Zn₀.₇₅Cd₀.₂₅Se is a wide-bandgap II-VI semiconductor alloy composed of zinc, cadmium, and selenium, representing a ternary compound within the cadmium selenide family. This material is primarily investigated in research contexts for optoelectronic and photovoltaic applications, where the bandgap energy can be tuned by varying the Zn/Cd ratio to target specific wavelengths in the visible to near-infrared range. The Zn-rich composition offers improved thermal stability and reduced toxicity compared to pure CdSe, making it of interest for next-generation light-emitting devices, photodetectors, and thin-film solar cells, though it remains largely in the development stage for commercial deployment.
Zn₀.₇₅Hg₀.₂₅Se is a quaternary II-VI semiconductor alloy combining zinc, mercury, and selenium—a solid solution within the CdHgTe and ZnHgSe material families. This composition sits in the narrow band-gap region useful for infrared detection and is primarily investigated in research settings for tunable optoelectronic devices, though mercury content and lattice-matching challenges limit commercial adoption compared to more mature alternatives like HgCdTe.

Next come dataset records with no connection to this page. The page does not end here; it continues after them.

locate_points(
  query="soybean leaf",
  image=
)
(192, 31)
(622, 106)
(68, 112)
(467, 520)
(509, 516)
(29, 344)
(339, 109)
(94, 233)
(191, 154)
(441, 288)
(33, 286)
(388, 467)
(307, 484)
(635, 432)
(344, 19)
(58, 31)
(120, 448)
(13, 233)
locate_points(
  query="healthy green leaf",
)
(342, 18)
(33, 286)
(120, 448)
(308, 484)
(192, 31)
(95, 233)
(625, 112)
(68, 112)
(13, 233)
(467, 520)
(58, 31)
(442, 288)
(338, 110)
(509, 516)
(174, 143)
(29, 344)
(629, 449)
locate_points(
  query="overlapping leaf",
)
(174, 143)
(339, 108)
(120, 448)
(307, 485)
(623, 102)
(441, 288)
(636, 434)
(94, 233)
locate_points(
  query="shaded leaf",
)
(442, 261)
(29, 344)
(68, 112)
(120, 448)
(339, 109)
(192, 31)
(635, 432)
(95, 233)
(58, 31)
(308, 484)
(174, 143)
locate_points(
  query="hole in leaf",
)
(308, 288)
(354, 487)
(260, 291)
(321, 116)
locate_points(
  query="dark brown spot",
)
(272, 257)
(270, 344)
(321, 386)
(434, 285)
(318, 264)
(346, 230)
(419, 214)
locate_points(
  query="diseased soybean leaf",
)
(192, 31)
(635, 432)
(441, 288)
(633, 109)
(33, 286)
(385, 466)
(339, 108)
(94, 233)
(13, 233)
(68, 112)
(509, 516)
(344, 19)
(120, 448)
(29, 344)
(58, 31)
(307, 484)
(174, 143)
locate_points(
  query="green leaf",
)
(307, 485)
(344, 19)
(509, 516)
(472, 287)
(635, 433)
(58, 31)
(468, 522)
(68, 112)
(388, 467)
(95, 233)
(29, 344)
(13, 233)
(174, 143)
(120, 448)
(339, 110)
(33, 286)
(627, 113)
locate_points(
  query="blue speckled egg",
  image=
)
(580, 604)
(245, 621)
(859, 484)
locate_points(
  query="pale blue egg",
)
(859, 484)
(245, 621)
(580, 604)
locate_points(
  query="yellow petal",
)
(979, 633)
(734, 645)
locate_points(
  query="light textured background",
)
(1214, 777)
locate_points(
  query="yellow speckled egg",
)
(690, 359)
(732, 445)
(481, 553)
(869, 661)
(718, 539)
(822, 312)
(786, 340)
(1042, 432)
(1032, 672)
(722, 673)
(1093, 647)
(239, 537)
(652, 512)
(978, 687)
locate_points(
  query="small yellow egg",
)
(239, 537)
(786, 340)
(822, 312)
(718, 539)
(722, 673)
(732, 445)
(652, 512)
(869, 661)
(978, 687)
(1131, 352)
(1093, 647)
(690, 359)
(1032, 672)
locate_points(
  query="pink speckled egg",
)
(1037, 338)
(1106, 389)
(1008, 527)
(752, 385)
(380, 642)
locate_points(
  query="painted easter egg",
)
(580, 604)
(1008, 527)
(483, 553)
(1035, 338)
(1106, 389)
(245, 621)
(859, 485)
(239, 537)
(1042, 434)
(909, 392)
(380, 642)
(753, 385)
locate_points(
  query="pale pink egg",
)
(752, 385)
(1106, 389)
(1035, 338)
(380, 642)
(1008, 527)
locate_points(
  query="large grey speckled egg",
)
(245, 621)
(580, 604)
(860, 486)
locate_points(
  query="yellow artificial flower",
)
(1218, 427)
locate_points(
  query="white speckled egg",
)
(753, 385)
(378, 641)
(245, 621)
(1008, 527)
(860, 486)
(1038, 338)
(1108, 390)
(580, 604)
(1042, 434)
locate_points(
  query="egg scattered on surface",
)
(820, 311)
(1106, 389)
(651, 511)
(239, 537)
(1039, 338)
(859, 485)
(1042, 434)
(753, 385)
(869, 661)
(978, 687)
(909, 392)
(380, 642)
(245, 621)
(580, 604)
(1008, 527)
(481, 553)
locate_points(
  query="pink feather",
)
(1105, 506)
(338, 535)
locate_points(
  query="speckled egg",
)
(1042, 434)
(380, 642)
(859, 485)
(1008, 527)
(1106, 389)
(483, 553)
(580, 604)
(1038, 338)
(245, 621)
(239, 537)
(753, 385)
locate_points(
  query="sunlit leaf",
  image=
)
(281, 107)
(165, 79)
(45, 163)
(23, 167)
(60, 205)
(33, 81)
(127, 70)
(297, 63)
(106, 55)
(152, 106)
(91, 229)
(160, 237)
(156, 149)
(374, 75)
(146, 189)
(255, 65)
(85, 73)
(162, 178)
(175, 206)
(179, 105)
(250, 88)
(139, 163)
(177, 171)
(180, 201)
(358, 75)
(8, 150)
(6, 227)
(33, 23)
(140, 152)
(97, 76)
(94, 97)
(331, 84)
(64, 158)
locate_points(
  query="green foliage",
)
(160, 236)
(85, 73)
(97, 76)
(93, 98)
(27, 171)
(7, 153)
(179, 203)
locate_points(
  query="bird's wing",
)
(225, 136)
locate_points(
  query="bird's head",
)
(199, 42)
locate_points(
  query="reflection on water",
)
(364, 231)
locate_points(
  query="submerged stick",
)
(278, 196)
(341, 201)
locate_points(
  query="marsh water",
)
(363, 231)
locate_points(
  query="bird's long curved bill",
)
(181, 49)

Zn₀.₇₅Hg₀.₂₅Se is a narrow-bandgap II-VI semiconductor alloy combining zinc selenide with mercury selenide, tuning the electronic properties between the two end compounds. This material is primarily of research interest for infrared optoelectronics and sensing applications, where the mercury content shifts the bandgap into the mid-infrared (2–5 μm) region; it represents an experimental composition within the well-established HgCdSe and ZnHgSe material families developed since the 1980s for thermal imaging, FLIR systems, and spectroscopy. While less commercially prevalent than cadmium-based alternatives due to mercury's toxicity concerns and processing complexity, zinc-mercury-selenide compositions remain relevant in specialized defense, medical thermal imaging, and environmental monitoring systems where mid-IR sensitivity is critical.
Zn0.7Ga0.3As0.3Se0.7 is a quaternary III-V semiconductor compound combining zinc, gallium, arsenic, and selenium in a mixed-anion structure. This is primarily a research material rather than an established commercial product, explored for tunable optoelectronic properties achievable through composition control in the zinc blende family of semiconductors.